Dúvidas frequentes

Código aberto na prática, para quem decide na rede

Se o código é aberto, o i-Educar é gratuito?

O código é aberto e não tem custo de licença, mas isso não quer dizer que sai de graça do começo ao fim. Transformar o código num sistema que funciona em escala, com segurança, suporte, migração de dados e treinamento, dá trabalho. A rede pode fazer esse trabalho com a própria equipe ou contratar uma empresa. Licença de uso ela nunca paga. Este artigo do JOTA aprofunda o ponto da gratuidade do código aberto no setor público.

Por que software público deveria ser de código aberto?

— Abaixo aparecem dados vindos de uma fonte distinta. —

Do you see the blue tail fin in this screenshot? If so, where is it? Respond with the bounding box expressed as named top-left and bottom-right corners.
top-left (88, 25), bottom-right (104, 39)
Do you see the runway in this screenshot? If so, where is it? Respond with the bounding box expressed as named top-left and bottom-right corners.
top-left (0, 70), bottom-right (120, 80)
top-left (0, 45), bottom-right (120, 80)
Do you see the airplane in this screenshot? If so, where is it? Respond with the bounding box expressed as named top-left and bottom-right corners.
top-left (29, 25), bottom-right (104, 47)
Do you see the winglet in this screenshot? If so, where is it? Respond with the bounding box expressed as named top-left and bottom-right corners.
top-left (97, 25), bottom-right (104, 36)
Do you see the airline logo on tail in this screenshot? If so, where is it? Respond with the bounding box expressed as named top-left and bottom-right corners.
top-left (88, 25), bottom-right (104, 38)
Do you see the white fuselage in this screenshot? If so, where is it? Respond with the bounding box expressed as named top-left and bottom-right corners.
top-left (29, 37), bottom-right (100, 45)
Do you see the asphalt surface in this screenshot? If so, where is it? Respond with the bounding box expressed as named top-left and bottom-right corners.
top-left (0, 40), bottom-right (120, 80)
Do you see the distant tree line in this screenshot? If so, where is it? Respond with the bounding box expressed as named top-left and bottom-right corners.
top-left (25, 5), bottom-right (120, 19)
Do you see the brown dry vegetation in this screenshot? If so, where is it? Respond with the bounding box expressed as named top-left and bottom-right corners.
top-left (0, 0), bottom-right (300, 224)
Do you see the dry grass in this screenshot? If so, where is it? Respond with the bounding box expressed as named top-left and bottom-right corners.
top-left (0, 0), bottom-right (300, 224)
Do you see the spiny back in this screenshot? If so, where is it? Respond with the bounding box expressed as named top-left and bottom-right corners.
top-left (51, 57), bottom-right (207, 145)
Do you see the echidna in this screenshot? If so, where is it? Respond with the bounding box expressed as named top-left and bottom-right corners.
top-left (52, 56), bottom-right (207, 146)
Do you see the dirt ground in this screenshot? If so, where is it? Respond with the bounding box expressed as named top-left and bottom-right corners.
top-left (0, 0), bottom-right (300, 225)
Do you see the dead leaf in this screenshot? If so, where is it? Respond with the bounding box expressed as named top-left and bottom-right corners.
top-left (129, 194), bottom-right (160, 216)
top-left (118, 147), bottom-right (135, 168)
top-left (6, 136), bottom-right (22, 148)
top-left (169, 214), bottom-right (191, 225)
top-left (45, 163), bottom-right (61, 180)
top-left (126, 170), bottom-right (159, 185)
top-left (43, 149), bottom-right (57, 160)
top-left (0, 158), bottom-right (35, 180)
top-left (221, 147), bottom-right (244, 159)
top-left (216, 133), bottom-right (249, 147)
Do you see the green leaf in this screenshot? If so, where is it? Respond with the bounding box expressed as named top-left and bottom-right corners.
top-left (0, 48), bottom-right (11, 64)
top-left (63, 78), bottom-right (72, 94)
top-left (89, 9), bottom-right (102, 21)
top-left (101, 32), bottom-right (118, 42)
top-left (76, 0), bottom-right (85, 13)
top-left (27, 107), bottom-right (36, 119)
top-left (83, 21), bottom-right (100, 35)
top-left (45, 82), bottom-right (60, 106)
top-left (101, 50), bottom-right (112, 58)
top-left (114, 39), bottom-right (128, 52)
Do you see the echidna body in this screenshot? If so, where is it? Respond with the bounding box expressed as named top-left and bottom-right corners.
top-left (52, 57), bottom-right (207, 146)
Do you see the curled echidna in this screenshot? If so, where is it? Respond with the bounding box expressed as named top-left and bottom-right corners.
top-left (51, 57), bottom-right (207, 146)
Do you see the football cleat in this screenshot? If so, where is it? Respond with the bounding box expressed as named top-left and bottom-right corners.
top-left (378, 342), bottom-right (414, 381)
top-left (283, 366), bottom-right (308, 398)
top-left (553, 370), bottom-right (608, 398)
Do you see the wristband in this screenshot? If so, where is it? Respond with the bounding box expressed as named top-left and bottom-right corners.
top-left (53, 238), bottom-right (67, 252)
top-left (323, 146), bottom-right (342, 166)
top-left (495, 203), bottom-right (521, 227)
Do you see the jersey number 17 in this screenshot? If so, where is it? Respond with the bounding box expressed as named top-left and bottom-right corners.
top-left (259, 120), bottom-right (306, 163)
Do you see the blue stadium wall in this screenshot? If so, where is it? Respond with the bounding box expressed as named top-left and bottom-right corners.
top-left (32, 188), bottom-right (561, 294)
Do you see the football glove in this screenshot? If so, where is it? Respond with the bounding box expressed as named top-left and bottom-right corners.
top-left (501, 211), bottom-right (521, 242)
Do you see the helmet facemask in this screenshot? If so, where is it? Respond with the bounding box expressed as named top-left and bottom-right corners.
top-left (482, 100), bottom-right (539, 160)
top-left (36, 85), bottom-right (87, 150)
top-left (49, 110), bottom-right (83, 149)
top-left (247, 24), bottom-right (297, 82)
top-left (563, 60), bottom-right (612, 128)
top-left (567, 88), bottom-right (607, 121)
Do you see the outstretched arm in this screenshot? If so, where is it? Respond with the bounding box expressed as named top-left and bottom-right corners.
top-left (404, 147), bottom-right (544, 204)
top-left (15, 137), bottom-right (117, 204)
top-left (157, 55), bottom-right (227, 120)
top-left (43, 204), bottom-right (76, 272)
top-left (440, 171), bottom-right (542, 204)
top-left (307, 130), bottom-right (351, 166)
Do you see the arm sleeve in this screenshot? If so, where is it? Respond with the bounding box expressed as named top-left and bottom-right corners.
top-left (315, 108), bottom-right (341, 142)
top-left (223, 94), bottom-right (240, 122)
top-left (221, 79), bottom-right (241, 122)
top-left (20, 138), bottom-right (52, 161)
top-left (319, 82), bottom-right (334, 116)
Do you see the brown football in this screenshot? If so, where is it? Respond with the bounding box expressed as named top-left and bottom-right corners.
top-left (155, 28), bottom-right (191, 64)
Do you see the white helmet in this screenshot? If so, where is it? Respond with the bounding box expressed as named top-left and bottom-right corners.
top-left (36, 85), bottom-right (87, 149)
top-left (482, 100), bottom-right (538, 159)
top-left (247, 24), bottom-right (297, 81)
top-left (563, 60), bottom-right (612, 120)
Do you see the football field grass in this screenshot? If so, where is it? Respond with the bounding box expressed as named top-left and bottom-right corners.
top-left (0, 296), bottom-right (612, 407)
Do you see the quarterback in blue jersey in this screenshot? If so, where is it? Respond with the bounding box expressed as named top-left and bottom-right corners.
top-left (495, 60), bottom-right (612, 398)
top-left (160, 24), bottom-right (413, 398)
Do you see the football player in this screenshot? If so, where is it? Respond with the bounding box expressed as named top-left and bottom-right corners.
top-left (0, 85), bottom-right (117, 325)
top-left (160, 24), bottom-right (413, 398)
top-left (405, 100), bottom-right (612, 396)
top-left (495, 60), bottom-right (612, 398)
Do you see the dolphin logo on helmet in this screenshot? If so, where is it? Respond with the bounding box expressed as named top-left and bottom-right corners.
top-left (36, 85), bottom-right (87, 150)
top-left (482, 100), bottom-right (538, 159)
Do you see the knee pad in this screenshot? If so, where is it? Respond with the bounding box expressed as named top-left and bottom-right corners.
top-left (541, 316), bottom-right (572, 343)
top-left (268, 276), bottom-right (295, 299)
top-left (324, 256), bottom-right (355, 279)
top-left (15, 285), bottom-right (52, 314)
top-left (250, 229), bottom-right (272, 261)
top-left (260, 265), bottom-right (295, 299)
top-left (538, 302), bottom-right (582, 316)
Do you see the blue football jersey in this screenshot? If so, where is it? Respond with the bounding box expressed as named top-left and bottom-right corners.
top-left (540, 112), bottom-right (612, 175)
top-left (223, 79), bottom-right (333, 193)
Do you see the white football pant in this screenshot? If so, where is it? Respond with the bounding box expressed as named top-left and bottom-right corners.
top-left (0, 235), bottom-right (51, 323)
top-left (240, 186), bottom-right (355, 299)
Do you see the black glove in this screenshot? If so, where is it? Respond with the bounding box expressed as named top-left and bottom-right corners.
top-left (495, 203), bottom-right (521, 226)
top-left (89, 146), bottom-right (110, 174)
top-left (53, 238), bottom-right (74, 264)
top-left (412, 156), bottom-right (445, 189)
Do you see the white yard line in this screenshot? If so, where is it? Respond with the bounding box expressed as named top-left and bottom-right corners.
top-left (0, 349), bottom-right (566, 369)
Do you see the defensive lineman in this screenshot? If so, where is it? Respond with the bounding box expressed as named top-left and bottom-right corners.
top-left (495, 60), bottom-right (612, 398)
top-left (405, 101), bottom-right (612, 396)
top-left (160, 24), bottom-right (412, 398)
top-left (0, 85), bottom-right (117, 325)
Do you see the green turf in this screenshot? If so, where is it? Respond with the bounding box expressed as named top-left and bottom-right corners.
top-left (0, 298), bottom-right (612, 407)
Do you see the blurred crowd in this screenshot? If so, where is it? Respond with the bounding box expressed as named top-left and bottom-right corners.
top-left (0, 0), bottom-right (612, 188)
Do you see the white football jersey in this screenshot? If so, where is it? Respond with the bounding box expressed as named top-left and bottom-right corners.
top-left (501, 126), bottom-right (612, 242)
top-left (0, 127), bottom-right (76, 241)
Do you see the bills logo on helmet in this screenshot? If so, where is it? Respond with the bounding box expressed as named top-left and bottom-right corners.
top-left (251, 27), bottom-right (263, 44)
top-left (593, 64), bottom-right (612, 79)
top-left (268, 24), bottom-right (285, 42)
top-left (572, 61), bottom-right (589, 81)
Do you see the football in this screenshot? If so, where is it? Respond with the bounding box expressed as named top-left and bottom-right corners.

Porque resolve três problemas de sistemas fechados: a falta de transparência (o cidadão não consegue auditar o que o governo usa), a dependência de um único fornecedor e a duplicação de gasto, com cada município pagando do zero pelo mesmo problema. No Brasil, a Lei 14.063/2020 determina que software público seja livre. Internacionalmente, é a direção do movimento Public Money, Public Code.

Contratar uma empresa para um sistema aberto é direcionamento de licitação?

Não, quando a contratação é desenhada para permitir competição entre fornecedores da mesma solução. A preferência do setor público por software livre tem respaldo na lei e na jurisprudência: o STF (ADI 3059), o TCU (Acórdão 1521/2003) e a Instrução Normativa 04/2014. Há ainda modelos de edital abertos que orientam como contratar de forma competitiva.

Depois de adotar, o município pode evoluir sozinho?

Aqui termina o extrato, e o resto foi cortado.